Since it was not possible to explore all possible combinations of parameter values due to an extremely large number of combinations, random sampling of parameter values for Kon, Koff, TLon, TLoff, βm, HLmRNA and HLprotein were performed from a specified range of each parameter (Fig. S16). This also enabled us to study how different combinations of values of these parameters impact protein noise, and consequently, the relationship between translational efficiency and protein noise. Fifty random sampling of parameter values were done and for each set of parameter values, the translation rate (βp) was varied between 0.2 and 10 per mRNA molecule per min. The parameter Kon was sampled in the range of 0.01 to 2, Koff between 0.01 and 2, TLon between 0.1 and 5, βm between 0.1 and 10 per min, HLmRNA between 1 and 20 mins, and HLprot between 1 and 200 mins. Simulation results indicated interactions between different parameter values that also impacted the relationship between translational efficiency and protein noise (Fig.

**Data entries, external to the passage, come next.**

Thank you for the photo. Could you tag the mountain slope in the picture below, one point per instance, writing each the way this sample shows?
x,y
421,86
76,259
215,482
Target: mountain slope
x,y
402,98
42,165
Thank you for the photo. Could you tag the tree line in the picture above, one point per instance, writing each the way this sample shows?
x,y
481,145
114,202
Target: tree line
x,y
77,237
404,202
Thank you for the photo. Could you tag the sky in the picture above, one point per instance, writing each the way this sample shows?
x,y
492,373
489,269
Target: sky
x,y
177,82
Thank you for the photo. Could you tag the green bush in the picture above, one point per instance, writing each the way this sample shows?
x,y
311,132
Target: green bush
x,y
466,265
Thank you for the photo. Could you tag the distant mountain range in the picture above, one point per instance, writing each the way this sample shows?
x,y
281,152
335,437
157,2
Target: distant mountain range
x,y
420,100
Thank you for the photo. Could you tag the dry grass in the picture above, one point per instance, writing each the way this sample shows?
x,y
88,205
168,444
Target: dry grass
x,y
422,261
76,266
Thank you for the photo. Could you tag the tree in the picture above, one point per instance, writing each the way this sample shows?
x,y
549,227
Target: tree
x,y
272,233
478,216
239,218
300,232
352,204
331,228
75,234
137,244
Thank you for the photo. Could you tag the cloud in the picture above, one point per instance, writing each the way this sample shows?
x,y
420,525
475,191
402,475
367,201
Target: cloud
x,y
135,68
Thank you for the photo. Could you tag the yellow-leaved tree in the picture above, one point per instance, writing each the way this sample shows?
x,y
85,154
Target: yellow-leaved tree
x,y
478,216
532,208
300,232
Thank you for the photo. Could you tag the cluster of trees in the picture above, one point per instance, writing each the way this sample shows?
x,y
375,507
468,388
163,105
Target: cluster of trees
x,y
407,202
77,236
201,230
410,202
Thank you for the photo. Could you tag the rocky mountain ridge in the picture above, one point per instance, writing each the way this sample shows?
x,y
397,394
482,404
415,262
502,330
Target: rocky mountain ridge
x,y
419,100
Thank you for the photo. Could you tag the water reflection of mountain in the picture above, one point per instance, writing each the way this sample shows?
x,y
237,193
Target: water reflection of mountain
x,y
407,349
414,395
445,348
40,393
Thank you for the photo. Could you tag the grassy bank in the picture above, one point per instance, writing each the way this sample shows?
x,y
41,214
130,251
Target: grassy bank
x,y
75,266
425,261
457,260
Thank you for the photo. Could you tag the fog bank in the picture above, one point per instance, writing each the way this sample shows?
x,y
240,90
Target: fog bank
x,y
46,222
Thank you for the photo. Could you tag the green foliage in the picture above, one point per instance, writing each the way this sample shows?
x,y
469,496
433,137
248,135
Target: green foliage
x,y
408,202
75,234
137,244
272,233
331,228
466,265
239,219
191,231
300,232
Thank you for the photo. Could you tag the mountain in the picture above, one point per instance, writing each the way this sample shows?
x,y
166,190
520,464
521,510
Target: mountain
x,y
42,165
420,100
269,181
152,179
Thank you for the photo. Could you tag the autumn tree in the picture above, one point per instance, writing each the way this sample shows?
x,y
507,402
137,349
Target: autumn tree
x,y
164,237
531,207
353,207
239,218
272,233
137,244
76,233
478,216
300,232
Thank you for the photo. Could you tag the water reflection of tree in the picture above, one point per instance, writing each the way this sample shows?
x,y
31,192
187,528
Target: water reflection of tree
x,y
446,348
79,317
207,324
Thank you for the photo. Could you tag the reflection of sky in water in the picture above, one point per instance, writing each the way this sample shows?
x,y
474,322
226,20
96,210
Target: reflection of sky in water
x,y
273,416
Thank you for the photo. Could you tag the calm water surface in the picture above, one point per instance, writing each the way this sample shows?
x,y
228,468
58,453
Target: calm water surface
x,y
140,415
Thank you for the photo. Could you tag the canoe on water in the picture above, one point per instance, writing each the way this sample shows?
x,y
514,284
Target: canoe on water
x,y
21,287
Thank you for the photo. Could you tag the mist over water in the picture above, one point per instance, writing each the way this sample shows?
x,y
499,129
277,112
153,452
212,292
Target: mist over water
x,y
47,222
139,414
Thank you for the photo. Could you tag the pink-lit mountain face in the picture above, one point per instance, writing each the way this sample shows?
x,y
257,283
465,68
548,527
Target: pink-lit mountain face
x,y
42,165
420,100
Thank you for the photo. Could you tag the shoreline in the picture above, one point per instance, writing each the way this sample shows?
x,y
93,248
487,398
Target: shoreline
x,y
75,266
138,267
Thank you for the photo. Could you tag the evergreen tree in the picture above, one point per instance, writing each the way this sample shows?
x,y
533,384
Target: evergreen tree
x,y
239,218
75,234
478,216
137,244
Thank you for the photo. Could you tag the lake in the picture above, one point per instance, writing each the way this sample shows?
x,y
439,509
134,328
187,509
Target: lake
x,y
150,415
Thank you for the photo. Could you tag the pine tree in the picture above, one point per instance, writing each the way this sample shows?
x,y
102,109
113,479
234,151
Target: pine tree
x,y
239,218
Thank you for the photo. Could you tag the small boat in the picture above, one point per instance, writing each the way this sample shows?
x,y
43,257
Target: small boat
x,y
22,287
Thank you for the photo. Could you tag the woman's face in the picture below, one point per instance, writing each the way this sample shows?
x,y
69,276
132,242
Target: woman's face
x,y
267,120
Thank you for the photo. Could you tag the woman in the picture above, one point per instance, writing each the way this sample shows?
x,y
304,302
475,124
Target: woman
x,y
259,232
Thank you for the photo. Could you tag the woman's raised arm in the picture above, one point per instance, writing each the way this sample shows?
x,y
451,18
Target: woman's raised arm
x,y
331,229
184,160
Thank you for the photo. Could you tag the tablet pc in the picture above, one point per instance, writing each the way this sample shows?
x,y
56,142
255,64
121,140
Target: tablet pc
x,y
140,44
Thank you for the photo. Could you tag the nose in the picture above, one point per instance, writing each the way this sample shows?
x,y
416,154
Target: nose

S16).
Construction of GFP-promoter fragment and genomic integration in yeast
Saccharomyces cerevisiae BY4741 strain was used for experiments. Green Fluorescent Protein (GFP) gene integrated in the yeast genome was used as the model system for noise quantification. The gene-promoter construct was made as follows. The GFP gene was amplified from the yeast strain where the PDR5 gene was tagged with GFP, and the first two codons ATG and TCT were added with the help of primers (Table S2). For PCR amplification, genomic DNA from yeast was isolated by lithium acetate-SDS method and 2 µl genomic DNA was used as template. Amplification using Q5 DNA polymerase and gene-specific primers was performed, and the PCR product subsequently purified using QIA quick PCR Purification Kit (Qiagen).
The strain BY4741 has a truncated and non-functional HIS3 gene (his3 1). Therefore, the gene-promoter construct was inserted into the site of the HIS3 gene through homologous recombination, and HIS3MX6 cassette was used as the auxotrophic marker for selection of transformed colonies. The HIS3MX6 cassette was amplified from yeast strain with PDR5-GFP fusion. For genomic integration, the genomic regions upstream and downstream region of the HIS3 gene, denoted by His3L and His3R respectively (Fig. S17), were amplified and were separately cloned into pUC19 vector with restriction digestion and ligation. The constructs were transformed into chemically competent E. coli cells77 and the transformed bacterial colonies were selected on LB plates supplemented with 100 µg/ml ampicillin. The promoters, the GFP gene and the HIS3MX6 cassette were subsequently cloned step-by-step through restriction digestion with appropriate enzymes (Fig. S17), followed by ligation with T4 DNA ligase. The constructs were transformed into E. coli and were selected on LB plates supplemented with ampicillin. The cloned DNA fragments were verified by restriction digestion of the constructed fragment, as well as through Sanger sequencing. Promoters of four genes, namely, RPG1, RPL35A, CPA2 and QCR2 were cloned upstream of the GFP gene (Table S3). The genes CPA2 and QCR2 showed high protein noise and the genes RPG1 and RPL35A showed low protein noise in genome-wide noise data of yeast15. For cloning promoter sequence of a gene, the region between the start codon of the gene and the stop codon of the previous gene on the same DNA strand was considered (Table S3).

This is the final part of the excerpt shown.